The Green Cross was established by a unanimous decision of the Parliamentary Earth Summit, held at the '92 Global Forum in Rio. Mikhail Gorbachev is President of the International Green Cross. The Earth Council and the Green Cross signed an agreement in April 1994 to reinvigorate the efforts for the preparation and global adoption of an Earth Charter, that would be the equivalent in the sustainable development field of the Universal Declaration on Human Rights. The plan is to have the initial version ready for the 50th anniversary of the United Nations in 1995; and the final version will be submitted to the United Nations in 1997, on the occasion of the General Assembly's review of progress since Rio; and it is expected to be approved by Governments and people by the end of the millennium.

While most of Earth's inhabitants live in increasing poverty, a privileged few are depleting the world's natural resources, the cost of which will be passed on to future generations. This situation prompted the Cousteau Society to draft a Bill of Rights for Future Generations which they planned to present at the next United Nations General Assembly in October 1994, urging that these rights become part of the world's guiding principles. By December 1993, it had already received 5 million signatures worldwide.

Project Enable is a communications initiative designed to improve productivity in the UN sphere and pave a way for students and educators to better understand the global governing body's agenda and decision-making processes, in order to enable them to render noble ideals real through the creation of new communications infrastructure and the use of interactive learning technologies. It is not a network, but an information-gathering, publishing and educations program which will tie a world of UN and grassroots information together in a multimedia curriculum.

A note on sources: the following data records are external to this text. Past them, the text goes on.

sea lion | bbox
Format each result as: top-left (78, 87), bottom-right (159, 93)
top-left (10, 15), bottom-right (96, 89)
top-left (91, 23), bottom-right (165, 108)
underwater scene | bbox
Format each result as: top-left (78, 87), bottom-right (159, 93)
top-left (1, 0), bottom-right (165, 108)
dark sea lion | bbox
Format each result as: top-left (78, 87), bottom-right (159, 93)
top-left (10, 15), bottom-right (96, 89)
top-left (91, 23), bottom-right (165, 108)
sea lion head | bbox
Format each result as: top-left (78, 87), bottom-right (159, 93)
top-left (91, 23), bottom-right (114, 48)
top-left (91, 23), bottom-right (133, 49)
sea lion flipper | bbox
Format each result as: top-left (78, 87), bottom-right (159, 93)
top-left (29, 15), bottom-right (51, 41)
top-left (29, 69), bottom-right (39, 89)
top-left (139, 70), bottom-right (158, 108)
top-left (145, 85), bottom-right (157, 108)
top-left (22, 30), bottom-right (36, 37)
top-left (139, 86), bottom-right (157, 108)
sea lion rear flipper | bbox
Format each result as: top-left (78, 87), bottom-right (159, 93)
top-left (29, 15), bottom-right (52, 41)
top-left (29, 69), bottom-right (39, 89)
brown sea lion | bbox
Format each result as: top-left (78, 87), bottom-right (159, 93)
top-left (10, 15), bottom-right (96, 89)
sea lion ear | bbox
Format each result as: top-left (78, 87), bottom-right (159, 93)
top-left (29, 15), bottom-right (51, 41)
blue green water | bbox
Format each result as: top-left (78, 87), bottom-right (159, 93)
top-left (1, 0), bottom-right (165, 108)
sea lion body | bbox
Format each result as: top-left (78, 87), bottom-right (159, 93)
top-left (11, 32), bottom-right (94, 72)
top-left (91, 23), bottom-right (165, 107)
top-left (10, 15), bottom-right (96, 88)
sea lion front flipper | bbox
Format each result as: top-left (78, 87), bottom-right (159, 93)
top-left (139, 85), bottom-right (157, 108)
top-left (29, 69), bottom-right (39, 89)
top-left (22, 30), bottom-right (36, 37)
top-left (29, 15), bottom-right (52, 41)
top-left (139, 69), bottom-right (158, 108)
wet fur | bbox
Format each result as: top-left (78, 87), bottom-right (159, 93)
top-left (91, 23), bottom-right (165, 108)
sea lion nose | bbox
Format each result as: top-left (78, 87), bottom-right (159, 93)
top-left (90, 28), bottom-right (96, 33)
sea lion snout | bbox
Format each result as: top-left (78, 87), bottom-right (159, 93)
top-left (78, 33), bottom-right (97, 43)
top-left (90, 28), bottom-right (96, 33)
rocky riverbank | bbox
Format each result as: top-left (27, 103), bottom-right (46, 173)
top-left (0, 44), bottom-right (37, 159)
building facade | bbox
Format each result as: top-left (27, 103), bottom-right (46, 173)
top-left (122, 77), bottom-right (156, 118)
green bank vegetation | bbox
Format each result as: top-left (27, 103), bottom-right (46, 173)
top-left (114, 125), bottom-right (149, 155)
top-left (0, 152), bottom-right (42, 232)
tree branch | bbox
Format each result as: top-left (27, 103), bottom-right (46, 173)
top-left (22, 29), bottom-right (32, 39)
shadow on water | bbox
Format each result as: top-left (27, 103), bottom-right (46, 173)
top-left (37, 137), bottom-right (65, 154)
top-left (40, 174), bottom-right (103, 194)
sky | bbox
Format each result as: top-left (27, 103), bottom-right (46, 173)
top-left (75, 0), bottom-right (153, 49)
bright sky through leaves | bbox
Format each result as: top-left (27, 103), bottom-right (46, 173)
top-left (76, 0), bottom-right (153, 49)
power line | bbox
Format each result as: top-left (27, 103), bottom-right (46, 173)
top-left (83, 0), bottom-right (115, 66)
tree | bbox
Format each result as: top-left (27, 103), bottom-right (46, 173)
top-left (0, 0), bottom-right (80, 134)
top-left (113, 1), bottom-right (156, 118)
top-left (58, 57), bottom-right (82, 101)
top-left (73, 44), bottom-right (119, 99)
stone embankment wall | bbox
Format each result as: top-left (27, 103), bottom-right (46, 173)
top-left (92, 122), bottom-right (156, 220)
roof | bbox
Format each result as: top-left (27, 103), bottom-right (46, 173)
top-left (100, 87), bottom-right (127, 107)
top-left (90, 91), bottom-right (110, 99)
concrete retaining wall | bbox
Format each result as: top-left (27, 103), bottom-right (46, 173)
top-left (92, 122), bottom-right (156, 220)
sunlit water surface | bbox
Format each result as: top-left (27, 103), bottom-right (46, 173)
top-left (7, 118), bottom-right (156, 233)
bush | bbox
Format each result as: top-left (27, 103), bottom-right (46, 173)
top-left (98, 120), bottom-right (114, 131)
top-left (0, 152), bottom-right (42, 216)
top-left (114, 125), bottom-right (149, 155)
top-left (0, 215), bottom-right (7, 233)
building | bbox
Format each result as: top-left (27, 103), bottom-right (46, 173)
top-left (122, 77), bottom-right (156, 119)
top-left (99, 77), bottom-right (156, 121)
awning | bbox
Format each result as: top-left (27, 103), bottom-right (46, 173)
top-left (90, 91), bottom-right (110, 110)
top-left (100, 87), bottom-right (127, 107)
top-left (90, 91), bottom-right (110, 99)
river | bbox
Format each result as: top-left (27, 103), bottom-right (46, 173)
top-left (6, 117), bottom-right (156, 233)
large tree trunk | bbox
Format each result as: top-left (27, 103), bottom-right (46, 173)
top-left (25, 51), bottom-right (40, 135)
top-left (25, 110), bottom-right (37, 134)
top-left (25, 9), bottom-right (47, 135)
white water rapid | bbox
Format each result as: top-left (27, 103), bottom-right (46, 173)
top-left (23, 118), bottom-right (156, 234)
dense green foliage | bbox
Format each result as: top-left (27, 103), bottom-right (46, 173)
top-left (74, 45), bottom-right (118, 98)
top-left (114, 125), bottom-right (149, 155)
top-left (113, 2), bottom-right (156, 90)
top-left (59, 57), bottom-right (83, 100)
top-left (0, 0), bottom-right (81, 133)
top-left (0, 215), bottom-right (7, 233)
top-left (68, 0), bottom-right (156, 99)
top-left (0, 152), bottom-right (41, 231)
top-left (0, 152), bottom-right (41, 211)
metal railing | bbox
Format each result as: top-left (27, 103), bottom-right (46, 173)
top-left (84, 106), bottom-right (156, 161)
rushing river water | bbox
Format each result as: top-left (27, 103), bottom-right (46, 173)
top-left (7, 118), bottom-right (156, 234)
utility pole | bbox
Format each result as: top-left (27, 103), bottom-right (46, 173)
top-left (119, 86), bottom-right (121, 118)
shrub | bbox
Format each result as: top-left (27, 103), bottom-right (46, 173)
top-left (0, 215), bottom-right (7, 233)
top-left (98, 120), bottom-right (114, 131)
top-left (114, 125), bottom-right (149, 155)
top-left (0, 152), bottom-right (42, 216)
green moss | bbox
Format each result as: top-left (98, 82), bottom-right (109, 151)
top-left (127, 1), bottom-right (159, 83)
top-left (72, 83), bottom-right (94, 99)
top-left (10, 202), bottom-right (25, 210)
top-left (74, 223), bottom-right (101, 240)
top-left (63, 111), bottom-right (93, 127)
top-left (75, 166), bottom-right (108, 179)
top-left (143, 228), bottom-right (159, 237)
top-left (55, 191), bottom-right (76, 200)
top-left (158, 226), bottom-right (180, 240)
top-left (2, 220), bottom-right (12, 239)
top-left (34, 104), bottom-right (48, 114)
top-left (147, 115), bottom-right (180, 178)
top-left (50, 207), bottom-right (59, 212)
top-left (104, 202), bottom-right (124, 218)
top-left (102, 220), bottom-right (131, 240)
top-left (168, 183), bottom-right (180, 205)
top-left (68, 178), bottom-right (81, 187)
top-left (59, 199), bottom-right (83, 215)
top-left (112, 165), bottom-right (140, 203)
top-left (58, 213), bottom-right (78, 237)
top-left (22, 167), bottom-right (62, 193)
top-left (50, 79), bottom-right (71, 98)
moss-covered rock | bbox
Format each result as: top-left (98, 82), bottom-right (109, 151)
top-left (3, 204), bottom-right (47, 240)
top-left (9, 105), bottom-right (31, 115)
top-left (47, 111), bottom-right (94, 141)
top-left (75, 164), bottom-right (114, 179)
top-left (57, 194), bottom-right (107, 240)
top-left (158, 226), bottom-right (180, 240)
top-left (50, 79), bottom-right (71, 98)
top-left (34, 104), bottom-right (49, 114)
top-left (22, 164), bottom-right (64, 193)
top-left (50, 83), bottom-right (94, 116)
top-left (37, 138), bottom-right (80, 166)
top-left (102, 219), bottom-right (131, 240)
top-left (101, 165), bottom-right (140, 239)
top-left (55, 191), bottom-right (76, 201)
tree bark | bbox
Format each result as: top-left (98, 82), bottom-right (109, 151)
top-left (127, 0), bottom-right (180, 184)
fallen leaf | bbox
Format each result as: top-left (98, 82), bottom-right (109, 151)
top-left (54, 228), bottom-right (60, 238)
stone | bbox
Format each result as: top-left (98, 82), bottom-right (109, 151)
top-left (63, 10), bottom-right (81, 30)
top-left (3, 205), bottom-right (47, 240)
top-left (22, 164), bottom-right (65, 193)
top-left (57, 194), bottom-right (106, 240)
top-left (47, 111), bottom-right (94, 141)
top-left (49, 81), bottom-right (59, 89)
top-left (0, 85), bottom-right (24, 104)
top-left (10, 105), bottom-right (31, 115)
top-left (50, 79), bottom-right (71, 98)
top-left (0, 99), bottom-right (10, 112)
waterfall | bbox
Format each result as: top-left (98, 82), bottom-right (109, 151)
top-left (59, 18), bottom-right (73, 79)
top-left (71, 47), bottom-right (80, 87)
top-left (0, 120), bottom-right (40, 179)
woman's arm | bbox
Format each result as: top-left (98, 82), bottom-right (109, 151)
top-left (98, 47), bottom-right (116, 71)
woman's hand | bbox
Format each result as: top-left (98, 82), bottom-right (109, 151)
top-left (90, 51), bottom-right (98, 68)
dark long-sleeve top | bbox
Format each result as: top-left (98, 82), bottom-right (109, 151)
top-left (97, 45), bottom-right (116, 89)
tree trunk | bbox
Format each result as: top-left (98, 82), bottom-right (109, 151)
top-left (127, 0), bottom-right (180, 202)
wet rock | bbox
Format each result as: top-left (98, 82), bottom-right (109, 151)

In January 1993, the World Resources Institute, the Brookings Institution, and the Santa Fe Institute jointly launched a five-year collaborative project to explore the question: How can we achieve a sustainable existence on this planet by the middle of the next century? The 2050 Project will examine alternative concepts of sustainability and explore desirable future conditions, the actions needed to reach them, and the potential for unexpected developments that could profoundly alter future conditions. The project will develop regionally-specific recommendations and action plans for the next decade, and disseminate these findings by a variety of innovative means.

The Society for International Development (SID) has been active in developing programs and conferences in a wide range of topics related to sustainable development. One of the largest projects is the program on "Building Global Human Security". This program is working at the national and regional level to increase awareness of the interdependence of North and South, and it will conclude with a global summit in May 1995 in Copenhagen, Denmark. Its goal is to create the conditions necessary to fulfil the basic needs of all human beings. In April 1994, SID held its 21st World Conference with the theme of "People's Rights and Security: Sustainable Development Strategies for the 21st Century".